Following from this, we reasoned that inducing CREB phosphorylation may be beneficial in medulloblastoma therapy, and set out to identify compounds that can activate CREB in cerebellar cells. It had been reported that CREB activation is linked to extracellular factors, including Bmp family members, in areas of CGNP differentiation25,28,41. In addition to Bmp6, we focused on Bmp12 (Gdf7), which is a powerful player in early CGNP specification that has not yet been studied in the context of CGNP differentiation42. Although we discovered that CGNPs do not express Bmp6/12 themselves, we could detect Bmp6 and Bmp12 in the direct vicinity of differentiating CGNPs expressing high phospho-CREB. This suggests that other cerebellar cells supply these factors to neighboring CGNPs. Indeed, using primary cerebellar cell cultures, we could demonstrate that ectopic Bmps induce CREB phosphorylation and CGNP differentiation, and therefore are potential therapy candidates.

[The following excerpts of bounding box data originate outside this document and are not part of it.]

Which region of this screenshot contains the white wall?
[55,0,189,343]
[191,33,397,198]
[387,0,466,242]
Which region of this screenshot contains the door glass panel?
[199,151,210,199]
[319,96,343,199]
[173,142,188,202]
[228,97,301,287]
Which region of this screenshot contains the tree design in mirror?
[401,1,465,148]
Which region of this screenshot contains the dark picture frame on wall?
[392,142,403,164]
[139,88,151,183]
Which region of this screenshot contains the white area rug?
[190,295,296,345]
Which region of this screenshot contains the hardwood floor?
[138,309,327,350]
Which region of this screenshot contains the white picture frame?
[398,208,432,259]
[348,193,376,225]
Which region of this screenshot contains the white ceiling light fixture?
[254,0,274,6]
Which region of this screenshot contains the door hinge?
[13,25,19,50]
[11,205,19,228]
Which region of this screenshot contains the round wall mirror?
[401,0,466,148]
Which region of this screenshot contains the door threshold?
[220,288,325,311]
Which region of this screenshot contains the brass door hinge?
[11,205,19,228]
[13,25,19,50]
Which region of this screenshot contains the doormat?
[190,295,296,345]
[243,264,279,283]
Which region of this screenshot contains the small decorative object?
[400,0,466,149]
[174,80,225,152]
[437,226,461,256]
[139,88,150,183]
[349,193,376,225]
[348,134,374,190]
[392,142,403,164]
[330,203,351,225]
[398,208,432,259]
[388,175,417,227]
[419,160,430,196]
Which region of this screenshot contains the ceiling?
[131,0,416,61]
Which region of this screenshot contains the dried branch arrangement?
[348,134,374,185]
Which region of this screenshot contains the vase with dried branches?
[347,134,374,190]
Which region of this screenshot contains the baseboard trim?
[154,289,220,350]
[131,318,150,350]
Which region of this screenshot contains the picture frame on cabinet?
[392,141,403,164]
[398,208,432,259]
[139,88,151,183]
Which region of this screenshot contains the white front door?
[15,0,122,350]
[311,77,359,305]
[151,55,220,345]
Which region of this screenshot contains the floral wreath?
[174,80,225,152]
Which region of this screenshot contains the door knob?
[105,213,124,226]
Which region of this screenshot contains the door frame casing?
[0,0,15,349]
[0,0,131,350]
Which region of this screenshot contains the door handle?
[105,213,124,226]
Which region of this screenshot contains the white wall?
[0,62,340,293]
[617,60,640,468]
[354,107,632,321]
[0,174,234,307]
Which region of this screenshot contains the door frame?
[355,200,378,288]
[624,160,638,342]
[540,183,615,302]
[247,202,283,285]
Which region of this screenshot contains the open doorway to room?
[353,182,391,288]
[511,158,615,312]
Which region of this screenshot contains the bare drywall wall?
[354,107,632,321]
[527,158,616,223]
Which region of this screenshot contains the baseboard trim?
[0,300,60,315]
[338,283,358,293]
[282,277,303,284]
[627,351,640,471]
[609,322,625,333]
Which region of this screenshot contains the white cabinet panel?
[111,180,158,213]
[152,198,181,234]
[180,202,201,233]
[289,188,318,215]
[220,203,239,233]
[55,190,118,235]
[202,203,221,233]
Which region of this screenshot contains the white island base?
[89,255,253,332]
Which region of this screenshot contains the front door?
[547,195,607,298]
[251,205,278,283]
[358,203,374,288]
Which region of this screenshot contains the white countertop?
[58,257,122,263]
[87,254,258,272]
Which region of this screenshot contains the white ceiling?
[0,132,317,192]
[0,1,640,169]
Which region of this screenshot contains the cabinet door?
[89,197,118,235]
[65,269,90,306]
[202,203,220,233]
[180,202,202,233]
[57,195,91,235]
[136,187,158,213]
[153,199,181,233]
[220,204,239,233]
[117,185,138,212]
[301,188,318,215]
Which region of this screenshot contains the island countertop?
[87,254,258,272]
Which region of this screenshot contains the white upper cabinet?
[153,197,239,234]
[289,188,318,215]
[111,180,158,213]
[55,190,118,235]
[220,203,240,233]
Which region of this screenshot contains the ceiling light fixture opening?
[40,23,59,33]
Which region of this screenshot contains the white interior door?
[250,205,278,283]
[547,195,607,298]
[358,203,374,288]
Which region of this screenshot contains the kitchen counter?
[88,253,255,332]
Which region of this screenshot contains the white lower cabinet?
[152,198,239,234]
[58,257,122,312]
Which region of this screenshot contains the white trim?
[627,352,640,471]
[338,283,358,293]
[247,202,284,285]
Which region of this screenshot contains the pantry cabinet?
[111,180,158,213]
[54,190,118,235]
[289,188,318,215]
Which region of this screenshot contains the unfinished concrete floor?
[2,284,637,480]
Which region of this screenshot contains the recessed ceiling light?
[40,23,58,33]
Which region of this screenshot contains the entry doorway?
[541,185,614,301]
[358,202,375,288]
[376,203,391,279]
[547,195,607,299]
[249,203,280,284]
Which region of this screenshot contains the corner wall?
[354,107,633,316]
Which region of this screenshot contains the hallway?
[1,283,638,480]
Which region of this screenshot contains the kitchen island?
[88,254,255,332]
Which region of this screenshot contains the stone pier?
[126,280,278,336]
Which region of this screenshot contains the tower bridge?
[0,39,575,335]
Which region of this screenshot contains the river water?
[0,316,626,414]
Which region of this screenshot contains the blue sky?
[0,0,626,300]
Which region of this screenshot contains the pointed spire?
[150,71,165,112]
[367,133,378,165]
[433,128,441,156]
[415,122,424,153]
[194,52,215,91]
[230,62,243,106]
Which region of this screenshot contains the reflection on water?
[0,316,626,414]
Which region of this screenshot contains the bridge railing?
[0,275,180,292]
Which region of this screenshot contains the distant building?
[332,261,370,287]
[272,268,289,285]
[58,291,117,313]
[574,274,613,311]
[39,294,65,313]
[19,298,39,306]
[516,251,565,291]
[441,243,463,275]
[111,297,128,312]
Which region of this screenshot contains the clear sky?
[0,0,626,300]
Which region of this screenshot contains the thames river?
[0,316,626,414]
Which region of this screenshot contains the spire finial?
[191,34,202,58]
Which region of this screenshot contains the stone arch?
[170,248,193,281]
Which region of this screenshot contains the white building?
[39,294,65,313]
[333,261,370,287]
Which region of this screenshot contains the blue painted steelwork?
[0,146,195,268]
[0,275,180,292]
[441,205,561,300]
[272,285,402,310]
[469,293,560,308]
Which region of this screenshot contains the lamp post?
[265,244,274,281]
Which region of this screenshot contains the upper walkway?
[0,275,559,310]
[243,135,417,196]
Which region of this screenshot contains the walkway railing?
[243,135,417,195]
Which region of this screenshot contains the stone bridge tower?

Modulating CREB-complex activity

When we started to explore CREB activation as potential medulloblastoma treatment, alongside Bmps that are believed to activate CREB via MEK/ERK signaling, we included Forskolin (FSK), a potent activator of the cAMP/PKA pathway also targeting CREB43,44. We reasoned that targeting CREB via alternative pathways might have a synergistic effect on tumor cell chemosensitivity. However, we found that PKA inhibition also had a negative effect on Bmp-induced CREB activation, highlighting a role for PKA in the Bmp-CREB axis45,46. Further, we observed a decrease in MEK/ERK phosphorylation after FSK treatment47,48. Thus, the Bmp and FSK pathways are partially redundant and in line with this, we found no synergistic effect of Bmp and FSK co-treatment on medulloblastoma cell chemosensitivity. In fact, while FSK treatment increased chemosensitivity in all cell lines tested, for Bmp we only found such effect in UW426 cells, possibly because Bmps induce less efficient CREB phosphorylation.

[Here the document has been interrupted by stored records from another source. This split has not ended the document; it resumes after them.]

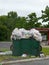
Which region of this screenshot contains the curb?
[1,56,49,64]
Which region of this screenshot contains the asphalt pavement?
[3,59,49,65]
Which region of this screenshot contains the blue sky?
[0,0,49,16]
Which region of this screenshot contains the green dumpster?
[12,38,41,56]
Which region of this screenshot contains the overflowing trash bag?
[11,28,42,42]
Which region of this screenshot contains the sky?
[0,0,49,16]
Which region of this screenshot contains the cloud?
[0,0,49,16]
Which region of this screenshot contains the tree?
[41,6,49,22]
[28,13,38,28]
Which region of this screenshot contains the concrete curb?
[1,56,49,65]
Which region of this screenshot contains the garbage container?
[12,38,41,56]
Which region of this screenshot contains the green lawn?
[42,47,49,55]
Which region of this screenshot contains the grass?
[0,48,10,52]
[42,47,49,55]
[0,47,49,62]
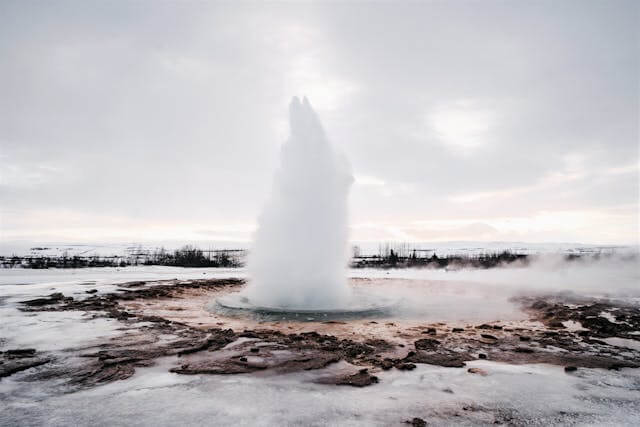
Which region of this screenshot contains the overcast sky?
[0,0,640,244]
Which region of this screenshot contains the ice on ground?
[3,358,640,426]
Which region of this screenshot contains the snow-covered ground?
[0,267,640,426]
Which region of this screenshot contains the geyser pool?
[215,97,354,311]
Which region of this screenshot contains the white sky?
[0,0,640,244]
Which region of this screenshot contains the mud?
[12,279,640,388]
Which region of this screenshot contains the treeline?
[0,246,244,269]
[350,249,528,269]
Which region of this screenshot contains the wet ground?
[0,272,640,425]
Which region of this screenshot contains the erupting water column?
[245,97,353,310]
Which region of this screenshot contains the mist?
[247,98,353,309]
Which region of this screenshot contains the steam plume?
[247,97,353,309]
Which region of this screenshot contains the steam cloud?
[246,97,353,309]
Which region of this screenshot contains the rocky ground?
[0,279,640,402]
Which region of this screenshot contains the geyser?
[244,97,353,310]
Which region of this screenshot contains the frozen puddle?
[2,358,640,426]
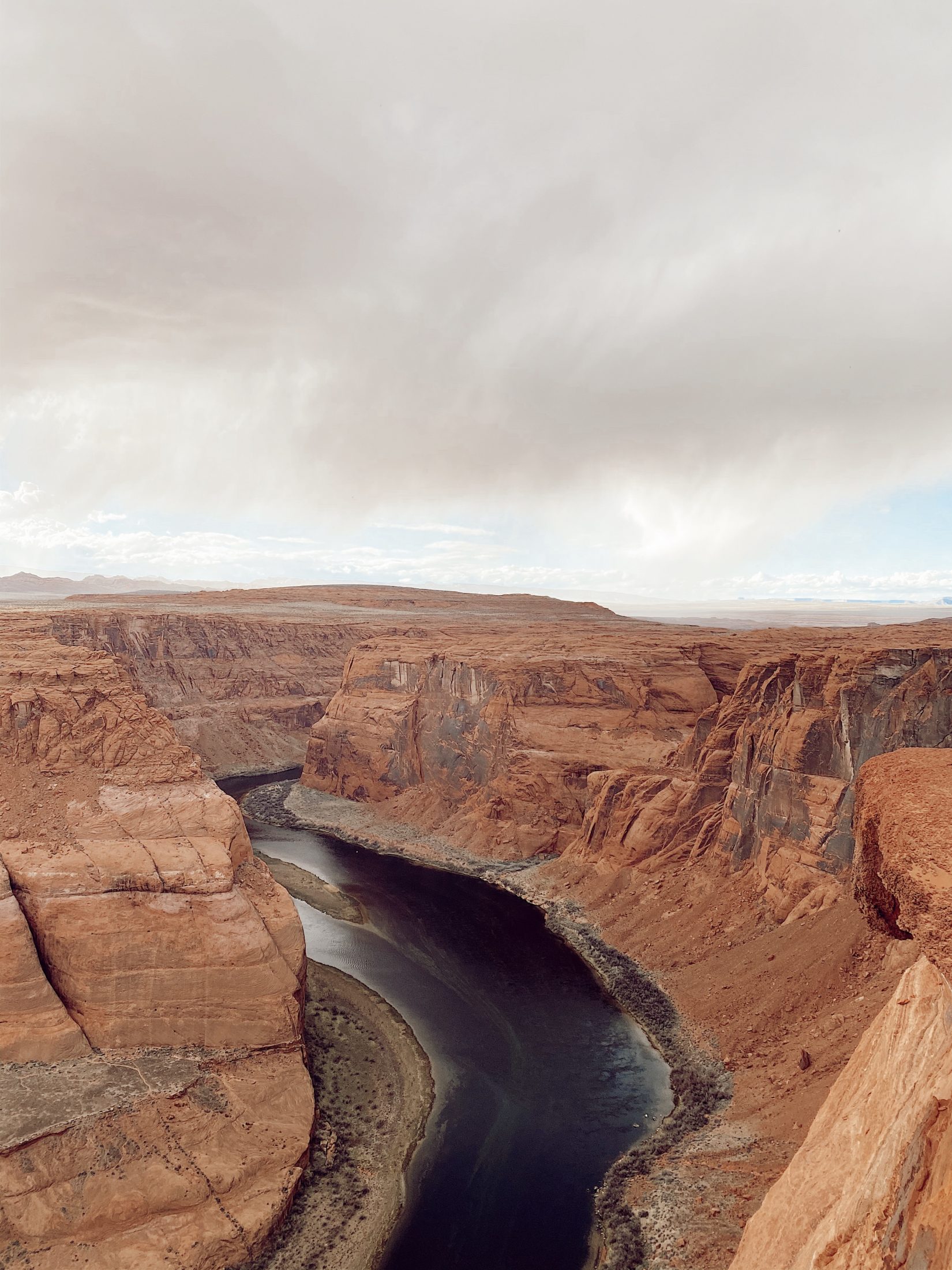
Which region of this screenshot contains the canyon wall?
[0,617,313,1270]
[571,645,952,920]
[302,623,952,899]
[732,750,952,1270]
[302,610,952,1270]
[17,588,952,1270]
[302,622,787,857]
[51,608,368,776]
[50,585,618,777]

Altogether, we conclude that inducing CREB activation through the PKA but not Bmp signaling cascade might be beneficial as chemotherapy adjuvant in medulloblastoma. Forskolin seems to be a promising compound for this, especially since this drug has already been clinically tested as treatment for several human diseases including diabetes and liver fibrosis; and there is increasing interest in Forskolin as anti-cancer treatment44,49.